The Diary

Cod Almighty | Diary

Don't be late to the party

8 December 2015

Like our season as a whole, after last night's 0-0 draw our FA Cup tie with Shrewsbury is poised. The Mariners played well enough to suggest we still have every chance of progressing to a third round tie at Russell Slade's Cardiff. There is nothing about Shrewsbury's home form to suggest a trip to the New Meadow is an especially daunting prospect.

There is a rumbling underfoot, and it's us. And for once the word is rumbling, not grumbling. We are the team about whom others are worrying. And if they are not, they should be.

March 1990 remains Middle-Aged Diary's favourite month, but November 2015 too might come to be remembered as a month in which a Grimsby team started to realise its potential. Among our five wins, three teams swept aside, twice overcoming the setback of going a goal down, one of them without even playing well. Then we stopped letting in goals. Indeed, against Eastleigh, Kidderminster and now Shrewsbury we conceded just two clear chances in three games, each of them from a lapse in concentration. It's quite a contrast with the first 11 games of the season, when we didn't keep a single clean sheet. But at the other end, Pádraig Amond is still banging them in.
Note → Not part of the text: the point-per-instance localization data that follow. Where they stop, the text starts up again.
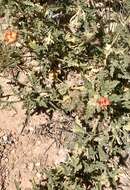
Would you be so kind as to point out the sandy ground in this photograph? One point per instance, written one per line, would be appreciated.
(23, 156)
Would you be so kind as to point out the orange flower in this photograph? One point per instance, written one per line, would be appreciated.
(10, 36)
(104, 102)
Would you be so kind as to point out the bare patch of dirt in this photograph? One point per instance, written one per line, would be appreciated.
(23, 156)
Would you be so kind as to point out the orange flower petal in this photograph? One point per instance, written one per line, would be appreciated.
(10, 36)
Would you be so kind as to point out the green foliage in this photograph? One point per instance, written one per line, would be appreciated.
(72, 53)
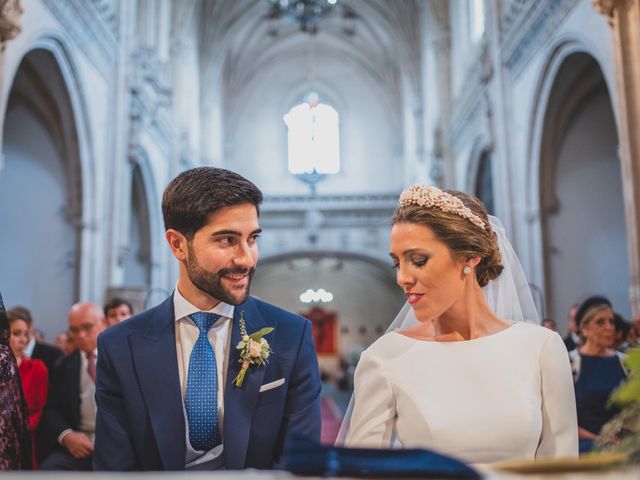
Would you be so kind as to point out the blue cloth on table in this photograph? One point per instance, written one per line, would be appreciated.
(316, 460)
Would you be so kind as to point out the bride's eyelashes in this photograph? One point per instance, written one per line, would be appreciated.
(418, 262)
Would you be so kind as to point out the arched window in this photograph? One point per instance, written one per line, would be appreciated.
(484, 183)
(314, 142)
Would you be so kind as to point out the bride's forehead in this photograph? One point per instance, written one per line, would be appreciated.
(402, 232)
(411, 236)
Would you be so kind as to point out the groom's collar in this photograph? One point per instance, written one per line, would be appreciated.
(183, 308)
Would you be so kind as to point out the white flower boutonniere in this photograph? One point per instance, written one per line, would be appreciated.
(254, 350)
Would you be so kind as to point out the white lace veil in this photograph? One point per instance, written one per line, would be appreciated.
(508, 296)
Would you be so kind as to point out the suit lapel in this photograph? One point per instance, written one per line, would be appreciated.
(239, 402)
(155, 360)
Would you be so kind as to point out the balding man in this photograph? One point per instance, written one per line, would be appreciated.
(70, 416)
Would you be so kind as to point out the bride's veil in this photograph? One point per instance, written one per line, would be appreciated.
(508, 296)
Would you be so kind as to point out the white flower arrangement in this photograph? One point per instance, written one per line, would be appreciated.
(254, 350)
Pressing our opponents hard when we don't have the ball. Moving it around nicely when we do. Comparisons with 1990 might not look so fanciful by May. The momentum that comes from winning plays its part in this. Paul Hurst himself seems to be growing in confidence, ready to treat his loan players as he does all the others in his squad and pick them on merit.

Playing tricks with that confidence is a dangerous game. When you are winning, you come to seem invincible and things happen for you. A Kidderminster player advances, only the goalie to beat, but shoots against the inside of the post. In another one-on-one, James McKeown looms large and is able to stick a boot out to make the save. When teams stop expecting to score against you, they don't.

We are poised for great things but we haven't yet achieved them. As Devon Diary said, we now need a December, and a January, to go with our November. I hope Hurst does use the depth of his squad against Solihull on Saturday, but only because there are players we can bring in who will scarcely weaken the side.

There will be seasons to come when we will wonder how we could be so spendthrift as to hope for defeat. Keeping winning is a nice problem to have.